The fourth study addressed the question to what extent the DART is useful for a less educated, young population. Participants were 72 students from vocational higher education (mean age = 20 years, range 18–25). They responded yes to 7% of the authors and 1% of the foils, giving an average DART score of 5.9 (SD = 4.4). Reliability of the test for this group was .71, as measured with the split-half correlation between the first and the second half of the test, attenuated for length.

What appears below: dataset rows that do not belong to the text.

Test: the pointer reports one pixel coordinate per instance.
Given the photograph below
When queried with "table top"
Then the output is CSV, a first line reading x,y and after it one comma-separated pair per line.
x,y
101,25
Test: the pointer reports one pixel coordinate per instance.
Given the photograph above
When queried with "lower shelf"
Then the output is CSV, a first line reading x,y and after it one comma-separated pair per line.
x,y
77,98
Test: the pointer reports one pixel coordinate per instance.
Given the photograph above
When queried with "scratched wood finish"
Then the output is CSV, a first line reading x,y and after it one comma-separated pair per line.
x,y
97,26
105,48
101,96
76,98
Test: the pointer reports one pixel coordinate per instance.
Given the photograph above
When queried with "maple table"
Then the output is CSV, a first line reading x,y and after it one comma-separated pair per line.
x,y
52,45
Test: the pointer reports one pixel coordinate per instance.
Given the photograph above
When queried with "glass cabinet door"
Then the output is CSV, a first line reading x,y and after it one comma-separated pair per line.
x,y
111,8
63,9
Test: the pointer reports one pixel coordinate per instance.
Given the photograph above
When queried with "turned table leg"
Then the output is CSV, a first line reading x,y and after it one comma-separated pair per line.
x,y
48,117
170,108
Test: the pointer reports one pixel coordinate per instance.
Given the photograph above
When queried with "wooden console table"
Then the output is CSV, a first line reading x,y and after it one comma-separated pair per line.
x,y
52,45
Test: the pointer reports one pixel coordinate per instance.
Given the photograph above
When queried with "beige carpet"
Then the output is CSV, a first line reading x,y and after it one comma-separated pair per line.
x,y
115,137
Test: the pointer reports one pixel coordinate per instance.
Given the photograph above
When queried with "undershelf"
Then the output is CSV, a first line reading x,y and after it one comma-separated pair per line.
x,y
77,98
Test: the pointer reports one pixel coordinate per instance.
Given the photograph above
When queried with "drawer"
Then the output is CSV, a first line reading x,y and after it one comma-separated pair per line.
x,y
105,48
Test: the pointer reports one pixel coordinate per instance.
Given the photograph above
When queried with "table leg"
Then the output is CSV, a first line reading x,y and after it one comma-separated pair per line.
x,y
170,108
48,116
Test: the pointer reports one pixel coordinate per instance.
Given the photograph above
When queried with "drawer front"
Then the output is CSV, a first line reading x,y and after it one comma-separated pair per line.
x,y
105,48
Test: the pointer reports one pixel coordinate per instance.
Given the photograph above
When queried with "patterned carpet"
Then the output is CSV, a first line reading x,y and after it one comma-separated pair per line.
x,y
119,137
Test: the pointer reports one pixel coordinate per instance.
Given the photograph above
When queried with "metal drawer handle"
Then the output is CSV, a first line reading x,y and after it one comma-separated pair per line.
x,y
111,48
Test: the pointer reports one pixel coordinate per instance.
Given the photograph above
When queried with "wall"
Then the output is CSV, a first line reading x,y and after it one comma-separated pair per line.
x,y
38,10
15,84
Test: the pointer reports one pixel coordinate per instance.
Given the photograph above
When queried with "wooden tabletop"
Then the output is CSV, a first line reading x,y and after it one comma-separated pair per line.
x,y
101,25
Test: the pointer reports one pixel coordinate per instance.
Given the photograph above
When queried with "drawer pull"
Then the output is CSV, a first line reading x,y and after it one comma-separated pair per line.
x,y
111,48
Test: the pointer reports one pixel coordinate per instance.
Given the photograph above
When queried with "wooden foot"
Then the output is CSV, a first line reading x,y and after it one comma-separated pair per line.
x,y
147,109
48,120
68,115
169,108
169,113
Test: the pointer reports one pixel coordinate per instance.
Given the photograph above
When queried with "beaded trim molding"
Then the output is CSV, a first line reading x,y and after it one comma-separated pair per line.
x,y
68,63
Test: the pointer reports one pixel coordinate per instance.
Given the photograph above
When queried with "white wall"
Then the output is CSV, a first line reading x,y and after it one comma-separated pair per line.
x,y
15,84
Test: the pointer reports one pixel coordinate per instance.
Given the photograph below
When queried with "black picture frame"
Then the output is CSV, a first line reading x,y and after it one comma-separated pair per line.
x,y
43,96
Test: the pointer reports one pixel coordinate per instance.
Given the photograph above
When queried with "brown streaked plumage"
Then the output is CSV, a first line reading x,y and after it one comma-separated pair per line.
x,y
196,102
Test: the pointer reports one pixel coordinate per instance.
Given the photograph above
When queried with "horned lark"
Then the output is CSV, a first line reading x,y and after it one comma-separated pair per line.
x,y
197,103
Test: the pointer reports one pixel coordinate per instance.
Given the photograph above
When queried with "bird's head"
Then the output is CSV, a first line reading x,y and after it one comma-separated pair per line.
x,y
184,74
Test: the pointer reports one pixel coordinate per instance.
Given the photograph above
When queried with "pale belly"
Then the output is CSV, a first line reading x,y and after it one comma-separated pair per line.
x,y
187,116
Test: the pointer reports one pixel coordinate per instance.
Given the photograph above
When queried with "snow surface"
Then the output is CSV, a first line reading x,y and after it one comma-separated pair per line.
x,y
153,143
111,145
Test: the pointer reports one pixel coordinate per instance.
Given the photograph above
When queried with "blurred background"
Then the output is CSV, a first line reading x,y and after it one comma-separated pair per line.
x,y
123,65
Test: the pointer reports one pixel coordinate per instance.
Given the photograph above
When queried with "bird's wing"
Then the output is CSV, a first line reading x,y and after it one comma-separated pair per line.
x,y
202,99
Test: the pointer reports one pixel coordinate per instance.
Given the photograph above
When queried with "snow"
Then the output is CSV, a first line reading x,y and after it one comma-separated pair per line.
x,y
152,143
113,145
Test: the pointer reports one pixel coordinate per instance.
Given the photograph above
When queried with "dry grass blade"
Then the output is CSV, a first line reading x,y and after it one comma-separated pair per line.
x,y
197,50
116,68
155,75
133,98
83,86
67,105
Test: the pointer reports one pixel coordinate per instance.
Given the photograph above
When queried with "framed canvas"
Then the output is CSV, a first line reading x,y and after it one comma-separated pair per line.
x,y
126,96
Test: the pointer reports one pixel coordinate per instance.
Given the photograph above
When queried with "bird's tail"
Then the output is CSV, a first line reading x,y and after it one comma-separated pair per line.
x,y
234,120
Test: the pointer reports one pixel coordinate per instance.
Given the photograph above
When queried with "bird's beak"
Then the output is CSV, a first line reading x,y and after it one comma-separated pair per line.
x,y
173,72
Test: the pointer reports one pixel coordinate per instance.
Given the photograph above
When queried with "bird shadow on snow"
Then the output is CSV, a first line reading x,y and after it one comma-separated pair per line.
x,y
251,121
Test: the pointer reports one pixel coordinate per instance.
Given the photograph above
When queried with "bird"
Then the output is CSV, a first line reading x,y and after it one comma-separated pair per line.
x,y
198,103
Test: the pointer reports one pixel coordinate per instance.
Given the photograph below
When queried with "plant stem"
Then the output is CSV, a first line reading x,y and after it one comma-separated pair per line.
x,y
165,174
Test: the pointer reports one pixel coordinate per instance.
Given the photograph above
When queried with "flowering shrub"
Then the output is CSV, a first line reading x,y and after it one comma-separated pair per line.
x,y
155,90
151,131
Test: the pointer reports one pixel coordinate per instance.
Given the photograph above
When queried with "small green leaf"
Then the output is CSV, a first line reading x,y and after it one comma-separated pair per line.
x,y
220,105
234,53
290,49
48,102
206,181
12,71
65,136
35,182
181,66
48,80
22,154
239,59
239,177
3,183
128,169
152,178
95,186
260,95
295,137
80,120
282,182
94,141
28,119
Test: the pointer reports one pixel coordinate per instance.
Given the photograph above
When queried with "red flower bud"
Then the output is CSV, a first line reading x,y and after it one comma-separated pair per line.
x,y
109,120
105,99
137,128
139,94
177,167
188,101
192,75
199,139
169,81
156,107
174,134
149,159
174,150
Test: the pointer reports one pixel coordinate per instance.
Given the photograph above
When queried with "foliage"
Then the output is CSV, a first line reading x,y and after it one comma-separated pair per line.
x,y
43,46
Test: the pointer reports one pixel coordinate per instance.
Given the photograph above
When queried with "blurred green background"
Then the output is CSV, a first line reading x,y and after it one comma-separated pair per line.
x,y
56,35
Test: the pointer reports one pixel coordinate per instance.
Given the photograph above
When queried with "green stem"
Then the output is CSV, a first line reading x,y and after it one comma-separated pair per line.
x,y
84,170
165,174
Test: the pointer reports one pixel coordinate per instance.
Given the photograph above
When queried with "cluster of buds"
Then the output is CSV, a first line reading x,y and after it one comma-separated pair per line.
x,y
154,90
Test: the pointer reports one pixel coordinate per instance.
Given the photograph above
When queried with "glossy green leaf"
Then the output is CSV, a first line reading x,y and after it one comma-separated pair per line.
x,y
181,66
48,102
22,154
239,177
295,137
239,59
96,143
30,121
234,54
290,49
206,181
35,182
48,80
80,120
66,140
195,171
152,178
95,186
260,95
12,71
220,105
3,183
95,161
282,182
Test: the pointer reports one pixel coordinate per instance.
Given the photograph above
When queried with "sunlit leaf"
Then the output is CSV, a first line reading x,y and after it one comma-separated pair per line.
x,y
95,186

Table 6 gives the correlations with four other tests the participants completed. As before, we include information about the reliability of the tests, if available. As in Study 3, the first test assessed receptive vocabulary (Hintz et al., 2018). The second (custom-made) test assessed participants’ spelling abilities for words whose spelling has been shown to be difficult for adult Dutch speakers (e.g., use of the graphemes ei vs. ij, consonant doubling in plurals, use of diaresis). The third test was a grammatical judgment task. Participants listened to sentences and were instructed to judge whether the sentences followed the Dutch grammar rules. The sentences featured five grammatical categories, which adult native speakers of Dutch often find difficult to use correctly: personal pronouns (“ze” vs. “hun” and “ik” vs. “mij”), comparatives “als” vs. “dan”, relative pronouns “die” vs. “dat”, and participle formation of complex verbs, such as “stofzuigen” (to vacuum). The fourth test was Raven’s advanced progressive matrices. Participants had 20 minutes to complete 36 experimental items, which increased in difficulty. The correlations between these four tests and DART largely replicate previous results from English. The relatively low correlation with the grammar test was surprising, but is likely to be due to the low reliability of the test.

Table 6

Correlations DART with other tests for a sample of non-university participants (N = 72). Source: Unpublished data collected by Hintz, Dijkhuis, van ‘t Hoff, McQueen & Meyer.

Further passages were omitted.